A total of 9.8 million paired-end reads were obtained with MiSeq sequencing. They were trimmed using pTrimmer v1.3.3 (1) and Trimmomatic v0.36 (2) and aligned using minimap2 v2.17 (3) with the reference sequence under GenBank accession number MN908947.3 (4). Sequence variants were called using GATK HaplotypeCaller v4.2.0.0 (5). Then, original genome sequences were reconstituted using GATK FastaAlternateReferenceMaker v4.2.0.0. With MinION sequencing, 52.1 million reads with a median of 509 bp were obtained. Regions with less than 5× coverage were masked with N bases or filled with MinION reads, obtained using Guppy_Basecaller v4.4.2 (ONT), when possible. Default parameters were used for all software unless otherwise specified.

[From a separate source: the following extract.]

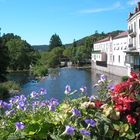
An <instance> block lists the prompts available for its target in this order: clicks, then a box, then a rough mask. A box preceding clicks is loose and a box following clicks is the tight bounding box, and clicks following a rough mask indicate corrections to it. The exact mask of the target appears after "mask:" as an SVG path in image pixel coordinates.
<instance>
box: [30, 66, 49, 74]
mask: <svg viewBox="0 0 140 140" xmlns="http://www.w3.org/2000/svg"><path fill="white" fill-rule="evenodd" d="M32 73H33V75H35V76H39V77H42V76H46V75H47V74H48V68H47V67H46V66H43V65H36V66H34V67H33V69H32Z"/></svg>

The sequences were analyzed and assigned to clades using the Nextclade Web service (6). The phylogenetic analysis of 1,139 sequences originating from Bangladesh available in the Global Initiative on Sharing Avian Influenza Data (GISAID) database in June 2021, with a guide reference tree provided by Nextclade, was conducted and visualized using Nextclade. We observed one large deletion in ORF7a (hCoV-19/Bangladesh/ECHD_00521/2020, EPI_ISL_2350802). The region was amplified with primers, 5′-CGCTACTTGTGAGCTTTATCACTACC-3′ and 5′-CATTATGATCTTGCAGTTCAAGTGAG-3′, from the same cDNA as that subjected to next-generation sequencing and examined by Sanger sequencing using the same primers as those used for PCR. A 161-nucleotide (nt) frameshift deletion, from nt 27525 to 27685, was confirmed. The obtained genomes belonged to clades 20A (n = 8) and 20B (n = 16).

Data availability.

The genome sequences are available from the GISAID and International Nucleotide Sequence Database Collaboration (INSDC) databases under accession numbers EPI_ISL_2350793 to EPI_ISL_2350816 and GenBank accession numbers LC647128 to LC647151, respectively. The raw sequence reads used in this study are available from the INSDC database under GenBank SRA accession numbers DRX308106 to DRX308153.